加藤のメモ的日記
DiaryINDEXpastwill


2012年03月13日(火) 君が代を歌わない自由

君が代を歌わない自由と、タバコを吸う自由の違いは、人に迷惑をかけるか否かだ

日本では大多数の政治家の顔が、国民の大多数の方を向いていない。彼らの顔は、大企業やメディア、そして最も熱心に官僚、特に財務省の方を向いているのだ。加えてこれは民主党も自民党も同じとわかったから、あとは昔の「百姓一揆」のように、むしろ旗を立てて国会に向かうしかない。しかもこの傾向は地方自治体にも浸透しているらしい。
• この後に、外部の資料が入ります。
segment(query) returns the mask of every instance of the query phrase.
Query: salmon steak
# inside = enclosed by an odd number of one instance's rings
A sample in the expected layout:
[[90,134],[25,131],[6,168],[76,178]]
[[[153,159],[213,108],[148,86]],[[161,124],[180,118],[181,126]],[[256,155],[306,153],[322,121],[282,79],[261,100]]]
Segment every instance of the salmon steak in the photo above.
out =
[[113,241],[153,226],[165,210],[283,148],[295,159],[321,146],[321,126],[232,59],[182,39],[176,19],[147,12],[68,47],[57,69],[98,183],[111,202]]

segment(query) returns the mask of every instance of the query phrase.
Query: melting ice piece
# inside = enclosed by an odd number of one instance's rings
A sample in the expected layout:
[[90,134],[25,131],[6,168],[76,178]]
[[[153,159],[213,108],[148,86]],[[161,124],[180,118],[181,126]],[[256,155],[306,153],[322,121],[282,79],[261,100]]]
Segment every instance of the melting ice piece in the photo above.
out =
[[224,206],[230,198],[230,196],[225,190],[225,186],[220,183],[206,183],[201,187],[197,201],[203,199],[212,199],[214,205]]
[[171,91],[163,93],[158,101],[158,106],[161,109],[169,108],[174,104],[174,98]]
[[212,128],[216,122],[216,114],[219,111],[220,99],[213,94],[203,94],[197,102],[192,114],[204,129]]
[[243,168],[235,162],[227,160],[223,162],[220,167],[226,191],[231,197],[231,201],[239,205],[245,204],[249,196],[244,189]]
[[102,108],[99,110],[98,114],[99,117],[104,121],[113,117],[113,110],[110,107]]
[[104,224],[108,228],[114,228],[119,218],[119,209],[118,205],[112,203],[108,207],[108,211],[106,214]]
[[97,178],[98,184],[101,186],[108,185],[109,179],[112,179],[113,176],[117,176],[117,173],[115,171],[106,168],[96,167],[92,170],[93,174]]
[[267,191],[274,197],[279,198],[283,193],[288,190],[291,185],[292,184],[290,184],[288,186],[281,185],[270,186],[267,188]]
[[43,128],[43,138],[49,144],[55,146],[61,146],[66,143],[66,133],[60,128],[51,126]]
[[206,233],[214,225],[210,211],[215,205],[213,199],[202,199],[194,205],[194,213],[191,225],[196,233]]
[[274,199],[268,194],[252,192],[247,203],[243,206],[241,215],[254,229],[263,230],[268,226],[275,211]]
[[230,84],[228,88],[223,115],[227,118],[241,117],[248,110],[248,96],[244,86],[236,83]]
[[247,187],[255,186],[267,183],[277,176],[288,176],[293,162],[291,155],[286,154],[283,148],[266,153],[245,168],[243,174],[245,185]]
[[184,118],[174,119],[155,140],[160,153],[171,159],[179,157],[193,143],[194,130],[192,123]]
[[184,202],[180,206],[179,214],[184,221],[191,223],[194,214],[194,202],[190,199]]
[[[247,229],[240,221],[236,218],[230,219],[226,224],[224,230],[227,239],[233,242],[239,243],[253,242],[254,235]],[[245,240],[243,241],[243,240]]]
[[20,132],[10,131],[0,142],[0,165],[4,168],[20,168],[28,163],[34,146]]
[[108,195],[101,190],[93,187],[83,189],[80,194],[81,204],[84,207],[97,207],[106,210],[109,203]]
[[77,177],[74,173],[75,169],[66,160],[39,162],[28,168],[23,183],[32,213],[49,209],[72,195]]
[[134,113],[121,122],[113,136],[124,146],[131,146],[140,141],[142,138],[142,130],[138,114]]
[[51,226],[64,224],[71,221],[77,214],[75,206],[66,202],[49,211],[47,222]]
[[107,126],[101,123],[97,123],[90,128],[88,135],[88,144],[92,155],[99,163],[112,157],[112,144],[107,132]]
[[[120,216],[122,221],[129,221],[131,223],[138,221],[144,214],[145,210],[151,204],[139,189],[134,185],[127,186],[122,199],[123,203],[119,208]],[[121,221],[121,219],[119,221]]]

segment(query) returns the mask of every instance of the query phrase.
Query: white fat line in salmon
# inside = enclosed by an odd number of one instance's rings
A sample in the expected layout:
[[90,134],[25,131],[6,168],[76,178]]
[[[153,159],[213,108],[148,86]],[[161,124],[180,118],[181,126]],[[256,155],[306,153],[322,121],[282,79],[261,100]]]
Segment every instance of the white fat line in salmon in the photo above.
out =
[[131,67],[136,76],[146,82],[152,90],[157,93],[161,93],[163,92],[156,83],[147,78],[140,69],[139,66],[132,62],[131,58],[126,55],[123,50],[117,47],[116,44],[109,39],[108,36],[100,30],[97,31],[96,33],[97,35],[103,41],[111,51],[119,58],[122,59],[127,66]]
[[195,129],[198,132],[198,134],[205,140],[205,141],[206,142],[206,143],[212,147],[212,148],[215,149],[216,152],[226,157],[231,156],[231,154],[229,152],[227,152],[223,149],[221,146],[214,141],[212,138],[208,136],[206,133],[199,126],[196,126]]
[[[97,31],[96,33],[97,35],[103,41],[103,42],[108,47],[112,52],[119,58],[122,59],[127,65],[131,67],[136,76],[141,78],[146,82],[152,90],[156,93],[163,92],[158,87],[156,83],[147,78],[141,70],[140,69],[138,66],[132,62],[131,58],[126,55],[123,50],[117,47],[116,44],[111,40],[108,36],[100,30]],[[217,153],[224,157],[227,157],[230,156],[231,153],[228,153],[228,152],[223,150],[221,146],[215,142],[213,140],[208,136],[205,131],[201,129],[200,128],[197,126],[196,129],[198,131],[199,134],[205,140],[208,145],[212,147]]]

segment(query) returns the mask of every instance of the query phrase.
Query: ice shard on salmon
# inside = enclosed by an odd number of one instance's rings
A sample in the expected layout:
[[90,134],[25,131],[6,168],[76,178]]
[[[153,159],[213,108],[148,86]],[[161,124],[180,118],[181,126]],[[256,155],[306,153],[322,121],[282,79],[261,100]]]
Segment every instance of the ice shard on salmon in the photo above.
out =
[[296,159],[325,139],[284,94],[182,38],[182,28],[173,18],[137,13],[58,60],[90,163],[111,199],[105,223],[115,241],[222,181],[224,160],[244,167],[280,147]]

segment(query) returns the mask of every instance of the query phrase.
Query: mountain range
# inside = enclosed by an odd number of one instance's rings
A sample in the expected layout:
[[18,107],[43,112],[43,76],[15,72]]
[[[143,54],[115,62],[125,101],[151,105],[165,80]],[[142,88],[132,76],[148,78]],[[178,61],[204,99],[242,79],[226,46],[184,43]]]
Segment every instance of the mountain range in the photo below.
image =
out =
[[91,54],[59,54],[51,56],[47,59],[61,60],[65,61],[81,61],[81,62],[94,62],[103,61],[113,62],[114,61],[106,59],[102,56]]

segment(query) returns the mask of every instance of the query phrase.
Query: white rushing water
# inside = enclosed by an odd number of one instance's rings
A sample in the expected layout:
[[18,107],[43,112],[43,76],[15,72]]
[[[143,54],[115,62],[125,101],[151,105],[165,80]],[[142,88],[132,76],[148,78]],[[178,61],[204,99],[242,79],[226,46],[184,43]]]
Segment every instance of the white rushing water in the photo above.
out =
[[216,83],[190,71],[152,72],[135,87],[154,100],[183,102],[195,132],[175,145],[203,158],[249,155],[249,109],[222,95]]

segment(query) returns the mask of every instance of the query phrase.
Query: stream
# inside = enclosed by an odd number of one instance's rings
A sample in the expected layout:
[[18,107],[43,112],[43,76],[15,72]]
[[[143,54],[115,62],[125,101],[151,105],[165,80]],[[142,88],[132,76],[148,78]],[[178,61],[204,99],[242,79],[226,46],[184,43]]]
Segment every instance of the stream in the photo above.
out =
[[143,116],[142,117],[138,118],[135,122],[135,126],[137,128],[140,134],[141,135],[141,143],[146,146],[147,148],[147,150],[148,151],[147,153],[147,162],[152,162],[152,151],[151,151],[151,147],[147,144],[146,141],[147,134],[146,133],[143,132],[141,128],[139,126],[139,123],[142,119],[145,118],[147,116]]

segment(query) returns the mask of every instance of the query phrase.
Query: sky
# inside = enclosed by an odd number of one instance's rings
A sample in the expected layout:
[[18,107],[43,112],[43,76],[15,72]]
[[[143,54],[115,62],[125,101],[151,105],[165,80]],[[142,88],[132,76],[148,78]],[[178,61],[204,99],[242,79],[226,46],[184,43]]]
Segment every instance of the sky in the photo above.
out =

橋本大阪市長が、次の参院選に数百の候補者を立てると宣言した。つまり国政を目指すのだろう。それならそれで、はじめから国政選挙に出ればよい。まずテレビで人気を得、地方選挙(大阪府知事)に勝って、辞任。自分の腹心を知事選に立て、自分は市長候補になって二人とも当選した。どこかで聞いたような話ではないか。そう、ロシアのプーチン前大統領が辞任し、腹心のメドベージェフを大統領に、自分は首相になった。そして大統領の任期を増やして、次の大統領選に出る気だ。さすがにロシア国民は怒って、連日デモを打ち、プーチンも慌てているようである。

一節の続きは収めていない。